I know they don’t mean anything — these observations were trivial. You could turn them round and use them to support a contrary argument. But the suspicion remained with me — like one of those obsessive worries which defeat all attempts at reasoning — that it might be based on truth.

*

Winks had hurt his foot and couldn’t drive. He was lying full length on the sofa in the Fernshaws’ TV room with his leg on a pile of cushions. Terry and her mother had gone into town to go shopping, he said.

‘Back-to-school sales?’

‘Yeah. Wish they wouldn’t call them that,’ he said, as he flipped disconsolately between channels. ‘Makes me feel like a prisoner on furlough.’

‘That looks like a bad sprain,’ I said.

‘Tell me about it. The Fernshaws are discovering that stoic fortitude is not my strong suit. Personally, I think these shopping expeditions are just an excuse to get away from me. It’s Nathan’s fault. We were playing wiffleball in the yard. I ran backwards for a pop-up and must have stepped on the side of my foot. Felt like I’d broken it.’

I told him I would be having a cookout before I left. It would have been Patrick’s sixty-fourth birthday in a week. I wanted to mark that and my own imminent departure.

I liked Winks. I wished I could show him the stories: I would have welcomed his thoughts. He might even have been able to ease my worries by pointing out some trivial discrepancy between the fiction and reality. He would have been an ideal reader, but if any part of the story turned out to be true, it would have put him in a difficult position.

Did I think Patrick had killed Mr Fernshaw? It was a literal-minded explanation of the story, I told myself. Equally, that didn’t prevent its being true. But what was truth in this case? I didn’t think that Patrick had ever had a boxing lesson; I was sure Mrs Fernshaw didn’t cook curry and had never been near the Indian subcontinent. I doubted Mr Fernshaw had ever had ‘oakum’ on his boots. Whatever that was.

But what was true was that my uncle was an isolated old man who was troubled by memories of the past. His neighbours were a deaf family, minus one father, who it seemed had been abusive to his wife and children. And these were all spelled out in the story.

It did violence to my memory of my uncle to think that he was capable of such an act, of course. I had never seen him so much as lose his temper, though I knew he was capable of it. I know that when his relationship with my father was at its nadir, my father was physically afraid of him. But this, I thought, was my dad being neurotic. It wasn’t based on a rational assessment of Patrick’s character.

To accept that my uncle would attack someone, hurt someone in a premeditated way, was to accept that I didn’t know him at all. I hadn’t accepted this, but just thinking about it, entertaining the possibility, made Patrick seem stranger and more remote. I wanted to exonerate him, if only so that I could have my image of him restored to its former innocence. Looking back, I suppose I was guilty of a kind of sentimentality.
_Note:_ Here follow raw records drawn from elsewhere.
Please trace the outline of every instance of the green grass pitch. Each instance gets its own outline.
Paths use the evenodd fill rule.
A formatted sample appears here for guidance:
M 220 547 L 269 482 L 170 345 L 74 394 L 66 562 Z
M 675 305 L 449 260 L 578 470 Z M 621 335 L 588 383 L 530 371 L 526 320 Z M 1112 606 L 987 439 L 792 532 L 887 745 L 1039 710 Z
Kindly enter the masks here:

When Patrick talked about writing, which he didn’t often, because he was superstitious, he sometimes said that a story was a way of asking a question so loosely that the writer wouldn’t even be aware of its real meaning. I think he was afraid of those questions, the ones he couldn’t control, and which couldn’t be answered with any of the vast array of facts that he had stored up in his cranium. I think that’s why he had virtually stopped writing. Better to make lists, better to crack jokes, better to dazzle without any risk of self-exposure. It wasn’t surprising that the stories had stayed on his desk. Mycroft was a dangerous character. He was capable of getting all of us into trouble.